According to loss adjusters, it is frequently the case that vessels are equipped with technical aids to avoid collisions, but the equipment is simply not used. In addition, the watertight door between the engine room and the factory area had not been closed. In this case, as so often, a combination of various factors triggered by human error led to a total loss. Following the collision, the vessel sank so rapidly that there was no time to make an emergency call or to launch the lifeboats. The ship sank to a depth of 500 metres, but fortunately the crew escaped unharmed.
Most losses are caused by human error. Insurers can reduce these losses by reviewing the application of safety regulations and incorporating these into their underwriting (along with a requirement to comply with the International Convention on Standards of Training, Certification and Watchkeeping for Fishing Vessel Personnel (STCW-F)). https://www.imo.org/en/OurWork/HumanElement/Pages/STCW-F-Convention.aspx.). To counter non-compliance with existing regulations, insurance cover could also be refused in countries where specific regulations are not an integral part of local legislation.
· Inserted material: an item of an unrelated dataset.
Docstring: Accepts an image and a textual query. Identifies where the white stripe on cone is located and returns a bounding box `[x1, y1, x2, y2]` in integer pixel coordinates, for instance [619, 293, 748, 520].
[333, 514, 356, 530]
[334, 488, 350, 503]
The analysis has shown that it can also help to minimise losses if underwriters and risk managers coordinate within the company. This process can be improved by refining the risk questionnaire about possible causes of loss. Instead of emphasising the loss history, insurers should pay more attention in future to the human factor. For example, before concluding a contract, subjects such as work and rest periods, the number of sailors on board, and the number of days spent at sea should be addressed.